When baptizing a believer, a Catholic priest pours water over the believer’s head, saying, “I baptize you in the name of the Father, and of the Son, and of the Holy Spirit.” When baptizing a believer, a Christian pastor also says, “I baptize you in the name of the Father, Son and Holy Spirit.”
We learn, however, from the Acts of the Apostles that the Apostles baptized people in the name of the Lord Jesus Christ only.
Acts 2:38 reads:
Then Peter said unto them, Repent, and be baptized every one of you in the name of Jesus Christ for the remission of sins, and ye shall receive the gift of the Holy Ghost.
Acts 8:16 reads:
… but they were only baptized in the name of the Lord Jesus.
Acts 10:48 reads:
And he commanded them to be baptized in the name of the Lord Jesus Christ.
And Acts 19:5 reads:
Having heard these things, they were baptized in the name of the Lord Jesus.

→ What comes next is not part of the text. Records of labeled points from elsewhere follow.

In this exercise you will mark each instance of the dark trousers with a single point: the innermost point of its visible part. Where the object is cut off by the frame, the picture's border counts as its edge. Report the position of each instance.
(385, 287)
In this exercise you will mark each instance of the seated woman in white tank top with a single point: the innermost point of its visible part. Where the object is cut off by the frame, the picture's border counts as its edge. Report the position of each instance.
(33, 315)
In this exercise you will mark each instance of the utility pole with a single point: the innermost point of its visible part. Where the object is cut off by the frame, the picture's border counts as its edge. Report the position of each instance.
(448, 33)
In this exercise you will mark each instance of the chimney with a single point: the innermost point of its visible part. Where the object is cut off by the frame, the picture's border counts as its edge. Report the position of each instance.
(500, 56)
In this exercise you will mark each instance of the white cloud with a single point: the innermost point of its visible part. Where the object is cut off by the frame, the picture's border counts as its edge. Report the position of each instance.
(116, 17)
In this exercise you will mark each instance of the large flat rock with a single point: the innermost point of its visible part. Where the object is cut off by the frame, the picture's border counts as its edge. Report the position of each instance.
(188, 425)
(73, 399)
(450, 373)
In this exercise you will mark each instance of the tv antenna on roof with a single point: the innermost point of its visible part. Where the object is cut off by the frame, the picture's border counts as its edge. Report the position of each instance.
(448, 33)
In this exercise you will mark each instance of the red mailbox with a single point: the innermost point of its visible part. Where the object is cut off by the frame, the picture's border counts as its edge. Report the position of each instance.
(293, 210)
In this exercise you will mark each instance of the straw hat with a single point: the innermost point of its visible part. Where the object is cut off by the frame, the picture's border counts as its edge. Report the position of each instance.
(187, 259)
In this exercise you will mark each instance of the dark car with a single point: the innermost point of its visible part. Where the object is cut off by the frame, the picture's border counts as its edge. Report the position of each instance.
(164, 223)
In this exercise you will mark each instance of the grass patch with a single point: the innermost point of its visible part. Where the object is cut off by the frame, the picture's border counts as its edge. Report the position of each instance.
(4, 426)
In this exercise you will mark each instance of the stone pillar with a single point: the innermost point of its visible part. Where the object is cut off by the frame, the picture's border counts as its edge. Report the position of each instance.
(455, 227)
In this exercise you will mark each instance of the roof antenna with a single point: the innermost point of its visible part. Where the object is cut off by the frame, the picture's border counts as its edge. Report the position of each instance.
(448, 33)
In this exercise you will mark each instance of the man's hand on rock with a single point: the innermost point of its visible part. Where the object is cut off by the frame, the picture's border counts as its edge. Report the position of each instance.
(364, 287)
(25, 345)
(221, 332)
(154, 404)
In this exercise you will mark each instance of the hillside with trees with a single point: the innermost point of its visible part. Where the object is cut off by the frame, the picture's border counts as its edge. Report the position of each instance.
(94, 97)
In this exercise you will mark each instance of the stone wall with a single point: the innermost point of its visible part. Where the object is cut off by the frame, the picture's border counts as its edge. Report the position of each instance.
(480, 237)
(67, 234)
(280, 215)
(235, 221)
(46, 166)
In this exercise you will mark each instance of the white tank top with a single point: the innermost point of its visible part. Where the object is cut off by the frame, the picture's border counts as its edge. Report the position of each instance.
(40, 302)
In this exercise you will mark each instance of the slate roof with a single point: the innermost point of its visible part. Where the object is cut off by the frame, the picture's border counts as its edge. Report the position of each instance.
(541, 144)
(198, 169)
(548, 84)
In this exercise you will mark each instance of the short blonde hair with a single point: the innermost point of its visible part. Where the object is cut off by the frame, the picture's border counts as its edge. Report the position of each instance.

Many Christians believe that Jesus bade his eleven disciples baptize people in the name of the Father, and of the Son, and of the Holy Spirit, as we read in Matthew 28:19:
Going therefore, teach ye all nations; baptizing them in the name of the Father, and of the Son, and of the Holy Ghost.
Yet not many are aware that Matthew 28:19 did not exist in some early copies of the Gospel of Matthew. The verse was probably a later addition to substantiate the Trinity doctrine.
The Bible is not error free. When there is a verse in the Bible that contradicts verses that appear elsewhere in the Bible, we owe it to ourselves as Christians to use our God-given intellect to question the authenticity of that verse.